Which is why it is confounding that the authors shy away from more pointedly calling out the hypocrisy of governments and corporations and all manners of institutions that immediately took the knee, vigorously condemned Chauvin, and pledged their allegiance to anti-racism, not because it was just but because it suited them. The authors know this, and yet a good portion of this book is spent on the Chauvin trial and the theatrics of the aftermath of the killing, as if all the superficial changes in the world will prevent future tragedies of this nature.
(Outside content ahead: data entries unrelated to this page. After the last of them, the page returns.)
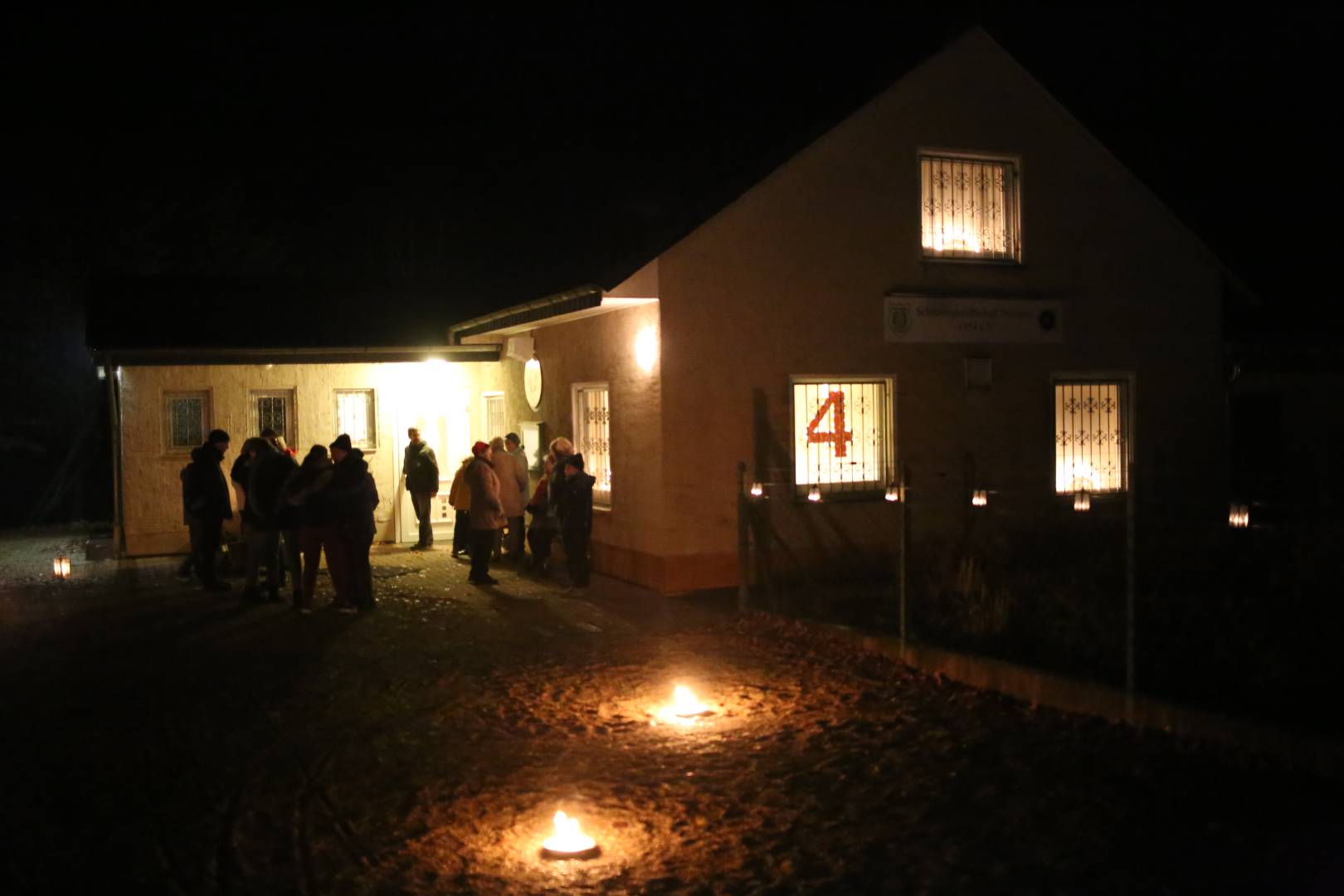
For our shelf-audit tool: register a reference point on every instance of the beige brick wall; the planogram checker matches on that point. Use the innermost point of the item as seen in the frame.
(791, 280)
(628, 538)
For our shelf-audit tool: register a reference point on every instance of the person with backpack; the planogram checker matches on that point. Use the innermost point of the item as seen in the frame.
(487, 514)
(572, 492)
(205, 496)
(420, 466)
(308, 503)
(353, 496)
(266, 476)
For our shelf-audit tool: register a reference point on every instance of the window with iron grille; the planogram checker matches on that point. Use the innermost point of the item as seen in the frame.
(841, 436)
(355, 416)
(186, 419)
(593, 436)
(969, 208)
(1092, 437)
(273, 410)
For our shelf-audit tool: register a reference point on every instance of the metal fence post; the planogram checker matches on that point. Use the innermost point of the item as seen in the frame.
(743, 542)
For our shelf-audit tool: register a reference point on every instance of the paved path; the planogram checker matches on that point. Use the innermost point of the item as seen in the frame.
(175, 742)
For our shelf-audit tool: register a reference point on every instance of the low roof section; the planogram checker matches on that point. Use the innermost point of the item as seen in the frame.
(173, 320)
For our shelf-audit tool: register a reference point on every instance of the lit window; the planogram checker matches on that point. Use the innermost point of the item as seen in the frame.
(494, 416)
(1090, 437)
(357, 419)
(593, 436)
(273, 410)
(841, 436)
(186, 419)
(969, 208)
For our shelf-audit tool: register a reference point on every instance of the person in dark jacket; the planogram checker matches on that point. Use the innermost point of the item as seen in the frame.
(420, 466)
(309, 512)
(353, 497)
(206, 505)
(266, 476)
(542, 531)
(572, 492)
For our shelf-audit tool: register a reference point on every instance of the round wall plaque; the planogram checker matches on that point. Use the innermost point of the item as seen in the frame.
(533, 382)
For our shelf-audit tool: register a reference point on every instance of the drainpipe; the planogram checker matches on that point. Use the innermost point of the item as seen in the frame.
(119, 516)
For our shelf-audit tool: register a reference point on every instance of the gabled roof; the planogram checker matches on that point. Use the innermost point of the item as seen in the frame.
(558, 306)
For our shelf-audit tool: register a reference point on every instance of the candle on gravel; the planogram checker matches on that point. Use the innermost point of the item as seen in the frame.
(569, 841)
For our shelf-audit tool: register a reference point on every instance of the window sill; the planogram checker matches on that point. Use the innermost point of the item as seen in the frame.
(990, 262)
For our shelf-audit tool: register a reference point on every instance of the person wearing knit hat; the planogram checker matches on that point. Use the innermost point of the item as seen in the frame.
(487, 514)
(205, 503)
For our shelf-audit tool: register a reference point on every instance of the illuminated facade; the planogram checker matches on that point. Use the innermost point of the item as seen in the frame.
(955, 306)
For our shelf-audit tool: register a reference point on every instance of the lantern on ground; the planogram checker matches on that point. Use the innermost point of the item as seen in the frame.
(684, 709)
(569, 841)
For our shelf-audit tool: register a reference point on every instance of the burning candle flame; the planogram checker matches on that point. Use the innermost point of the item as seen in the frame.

Perhaps I am transferring my disappointment with America onto Samuels and Olorunnipa. Perhaps I am unfairly asking them to do more than bear witness. I imagine they would say, in their defense, that putting America on trial for the death of George Floyd is an impossibility, and beyond the scope of this book. Fair enough, but deep down I know, many of us know, that even with Chauvin in prison, justice has not been fully served. Those entities that created the conditions for Floyd’s death carry on. They thrive. Their next victim awaits.
This, perhaps, was why at the end of reading this book, I felt nothing but a deep exasperation. An exasperation not unlike what I experienced after reading Nathan McCall’s Makes Me Wanna Holler, and Jeff Hobbs’s The Short and Tragic Life of Robert Peace, similarly outstanding books that chronicle the plight of modern-day African American men.
Such accounts are even more imperative these days, because, despite all the Black Lives Matter bumper stickers on our cars and signs stuck into our yards, despite all our self-professed “wokeness,” these authors know that millions of George Floyds still live among us and we as a nation do not care enough whether they live or die.
But what good is cynicism? George Floyd, as presented by Samuels and Olorunnipa, was a man of tremendous hope. Notwithstanding the many millstones this country threw around his neck, he continued to believe that he would overcome. It was always absurd to imagine that Floyd’s killing would somehow lead to the end of systematic racism—certainly Kamala Harris’s assertion, as Samuels and Olorunnipa characterize it, that Floyd’s death “could allow the country to sing a new song when it came to racial justice” seems laughably naive just two years later. But the portrait that remains is of a man who encouraged others to never give up, a man who would have urged us to never stop fighting for a more just America and to never stop believing that there shall surely come a day when stories like his will no longer need to be told.